Wednesday, November 12, 2008

the life you save may be your own

I am back in Charlotte, North Carolina, at the little house on the creek I call Belle Rive, after Blanche Dubois's homeplace in Tennessee William's 1947 play, A Streetcar Named Desire. It is a little house, made of cedar, in a bustling city of where lots of bankers live. The economy has me back, from Edisto Island, my dream diminished there by the squeeze of this economy. Dreams deferring.

I have been buried in my bed with all my books, Callings, by Gregg Levoy, which is all too worth another read, Women Who Run With the Wolves, by Clarissa Pinkola Estes, the marvelous collection of stories that illuminate truth. Lately I have been completely reimmerced with midwives and birth.
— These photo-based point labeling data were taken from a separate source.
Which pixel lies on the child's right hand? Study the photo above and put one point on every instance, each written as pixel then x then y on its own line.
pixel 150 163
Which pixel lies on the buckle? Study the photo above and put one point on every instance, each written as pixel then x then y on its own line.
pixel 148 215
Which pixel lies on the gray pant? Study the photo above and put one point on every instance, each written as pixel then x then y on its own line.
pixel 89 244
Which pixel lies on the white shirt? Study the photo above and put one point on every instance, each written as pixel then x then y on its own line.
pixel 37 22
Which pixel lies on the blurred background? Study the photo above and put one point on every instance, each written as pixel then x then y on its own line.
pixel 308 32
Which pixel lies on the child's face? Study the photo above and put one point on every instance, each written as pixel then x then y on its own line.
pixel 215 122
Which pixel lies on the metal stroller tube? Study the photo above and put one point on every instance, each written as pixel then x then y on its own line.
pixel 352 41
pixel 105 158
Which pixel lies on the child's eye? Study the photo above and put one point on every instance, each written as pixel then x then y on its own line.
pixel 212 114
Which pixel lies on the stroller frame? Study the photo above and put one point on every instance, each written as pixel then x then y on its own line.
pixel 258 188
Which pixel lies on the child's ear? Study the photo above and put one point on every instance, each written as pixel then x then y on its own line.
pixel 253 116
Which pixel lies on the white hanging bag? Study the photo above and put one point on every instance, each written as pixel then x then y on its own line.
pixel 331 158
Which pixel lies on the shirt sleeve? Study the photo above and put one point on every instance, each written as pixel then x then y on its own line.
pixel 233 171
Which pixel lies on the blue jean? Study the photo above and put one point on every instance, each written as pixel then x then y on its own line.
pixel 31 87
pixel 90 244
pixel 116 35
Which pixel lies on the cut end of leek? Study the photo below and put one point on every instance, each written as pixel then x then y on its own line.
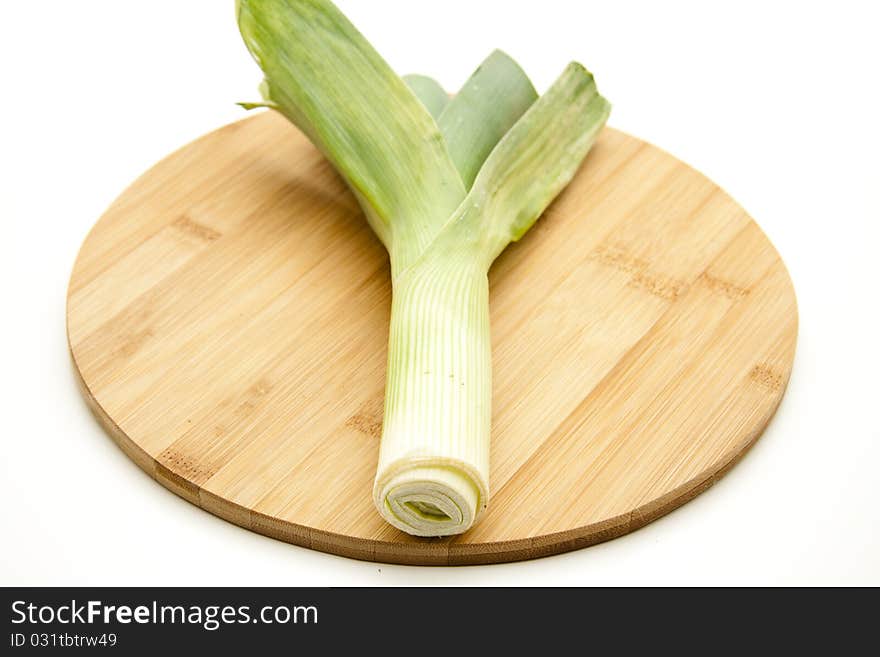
pixel 446 185
pixel 430 500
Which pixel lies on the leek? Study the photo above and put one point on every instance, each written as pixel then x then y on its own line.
pixel 446 186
I used to teach childbirth classes and my own childbirth experiences were mind blowing doors to strength and self. My journals are filling with penciled pages rapidly, as Julia Cameron taught me to do. And I awake in the night to write down my dreams, with hints of what new door is opening for me. Yesterday morning it was "Women are dying!" ...the mortality rates worldwide for women in childbirth are indeed atrocious - a woman dies every minute from pregnancy related causes. And this morning, when I awoke, I had written in my dream journal, "Are you a nurse?" No I am not. I am an ARTIST midwife. I just walked into my library and staring at me was the spine of the book, whose title read, "The Life You Save May Be Your Own".

Socrates said it best. Know Thyself. THEN give. I am on to something about giving where I am supposed to, to a bigger place. I am awed and grateful for grace today.